In the book https://www.gnu.org/software/parallel/parallel_tutorial.html#number-of-simultaneous-jobs
/usr/bin/time parallel -N0 sleep 1 :::: num128
(same number of job as cores)/usr/bin/time parallel -N0 --jobs 200% sleep 1 :::: num128
(2 jobs per core)/usr/bin/time parallel -N0 --jobs 0 sleep 1 :::: num128
(as many jobs as possible)I assume the book is refering to logical cores, not physical cores. My machine is 13th Gen Intel i7-13700HX (16 Cores, 24 Logical Processors).
num128
contains a newline separated list of numbers from 1 to 128. The actual value doesn't matter as much as number of rows it occupies which affects the total job number.
Question
How does option 2 put 2 jobs on 1 core and complete both in 1 second? (total input requires 3 iterations of job allocation and sleep)?
Shouldn't the second job's sleep be waiting for the first job's sleep to complete, so each of 3 iterations would take 2 seconds for a total of 6 seconds?
Is parallel running both sleeps in the background on 1 core concurrently so their timing is overlapped?
What's going on generally when you specify multiple jobs on 1 core using parallel? Does it do multithreading or start all those jobs on the same logical core as background processes?
I wonder if this example of multiple jobs per core only works because multiple sleep timings can overlap when they are started in background, and if i changed to another command that cannot run concurrently, it would be pointless to start multiple jobs per core like options 2 and 3.
In option 3, what constrains the upper limit to "as many jobs in parallel as possible"?
Based on these 3 examples it makes me think i should always choose option 3 as the fastest. When is this not true anymore?
I tried pushing limits by increasing input size 2x using /usr/bin/time parallel -N0 --jobs 0 sleep 1 :::: <(cat num128 num128)
and still it got things done within 1 iteration of 1.83 seconds.
Summary
I don't understand the work allocation models of option 2 and 3, why option 2 is faster than i expected, why option 3 timing seems unaffected by how much more jobs over logical cores there are, and unaffected by increased input size, and whether the book demonstrations are only specific to the sleep
command, and so may not be generalized
If you want to count iterations
Tweak above example commands by wrapping sleep with echo and observe printing cycles
'echo start job number {#} job slot {%};sleep 1;echo finish job number {#} job slot {%}'
Possibly relevant Quirks
parallel --number-of-cores
--> 12 (does not match 16 from system information?)
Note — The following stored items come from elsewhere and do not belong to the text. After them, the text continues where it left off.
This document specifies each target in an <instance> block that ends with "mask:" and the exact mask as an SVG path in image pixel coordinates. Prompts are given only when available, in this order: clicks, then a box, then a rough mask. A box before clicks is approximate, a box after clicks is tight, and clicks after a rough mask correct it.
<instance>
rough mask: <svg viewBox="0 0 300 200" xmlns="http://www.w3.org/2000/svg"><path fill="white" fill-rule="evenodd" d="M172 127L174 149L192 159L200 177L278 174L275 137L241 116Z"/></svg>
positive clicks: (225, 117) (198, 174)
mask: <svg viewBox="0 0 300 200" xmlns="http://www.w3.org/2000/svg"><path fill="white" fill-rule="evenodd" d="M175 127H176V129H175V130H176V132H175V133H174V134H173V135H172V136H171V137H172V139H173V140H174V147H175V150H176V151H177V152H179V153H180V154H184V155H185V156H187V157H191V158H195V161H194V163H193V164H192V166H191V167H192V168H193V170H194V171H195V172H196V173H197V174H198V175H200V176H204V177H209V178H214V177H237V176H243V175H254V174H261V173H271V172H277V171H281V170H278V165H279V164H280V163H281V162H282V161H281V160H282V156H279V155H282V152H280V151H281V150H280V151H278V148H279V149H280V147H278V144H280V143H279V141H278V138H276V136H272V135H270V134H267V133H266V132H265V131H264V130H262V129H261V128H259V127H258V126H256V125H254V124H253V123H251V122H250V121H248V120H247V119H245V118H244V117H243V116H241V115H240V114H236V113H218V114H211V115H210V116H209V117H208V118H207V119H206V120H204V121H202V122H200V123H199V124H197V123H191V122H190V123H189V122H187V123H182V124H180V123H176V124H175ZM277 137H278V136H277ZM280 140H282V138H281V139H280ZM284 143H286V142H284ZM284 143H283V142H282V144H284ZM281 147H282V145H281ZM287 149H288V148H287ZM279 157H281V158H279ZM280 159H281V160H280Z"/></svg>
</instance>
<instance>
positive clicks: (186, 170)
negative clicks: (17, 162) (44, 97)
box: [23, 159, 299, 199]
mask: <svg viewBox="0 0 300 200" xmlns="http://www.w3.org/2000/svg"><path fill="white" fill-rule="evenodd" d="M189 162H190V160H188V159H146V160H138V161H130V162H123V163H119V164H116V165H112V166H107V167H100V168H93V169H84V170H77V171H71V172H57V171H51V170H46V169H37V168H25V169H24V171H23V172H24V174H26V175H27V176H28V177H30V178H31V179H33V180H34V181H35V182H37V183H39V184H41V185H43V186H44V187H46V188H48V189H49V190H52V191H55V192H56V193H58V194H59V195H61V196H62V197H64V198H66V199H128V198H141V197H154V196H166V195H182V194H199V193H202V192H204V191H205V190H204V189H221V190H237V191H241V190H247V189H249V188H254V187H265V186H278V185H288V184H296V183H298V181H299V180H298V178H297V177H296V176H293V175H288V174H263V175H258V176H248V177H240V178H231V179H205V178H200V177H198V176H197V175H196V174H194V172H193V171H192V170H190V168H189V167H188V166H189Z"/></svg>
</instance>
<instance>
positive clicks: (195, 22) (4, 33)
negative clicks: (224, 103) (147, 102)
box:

parallel --number-of-sockets
--> 1
parallel --number-of-threads
--> 24
There are also options of --use-cores-instead-of-threads
and --use-sockets-instead-of-threads
The CPU detection is a dark science: I really need more users to send output from lscpu
, /sys/devices/system/cpu*
and /proc/cpuinfo
and what the expected interpreted values are.
This explains why parallel --number-of-cores
gives 12 instead of the correct 16.
The reason why it may make sense to run -j200%
is because some computations do a lot of waiting - sleep 1
is an extreme example of this: There is no problem in running 2 sleep 1
on the same CPU thread in parallel. The same goes for jobs like wget
where you are dependent on network I/O.
If you gave jobs that are computationally heavy (e.g. bzip2 -9
) then it will typically not make sense to run more jobs in parallel than you have CPU threads.
Technically GNU Parallel does not start a job "on a core". It simply start a job. The OS determines which CPU thread to schedule the job on.
You can run many sleep 1
on a single CPU thread because they take up very little CPU time. Thus the limit your are going to hit is not the computational power of the CPU but other limits (such a file handles - GNU Parallel uses 4 per concurrent job).
I believe the main point of confusion might be that running multiple instances of sleep 1
on the same CPU thread is feasible because these commands don't require much CPU power. However, if you try to run bzip2 -9
in the same manner, you'll find that running more than one job per CPU thread is not practical.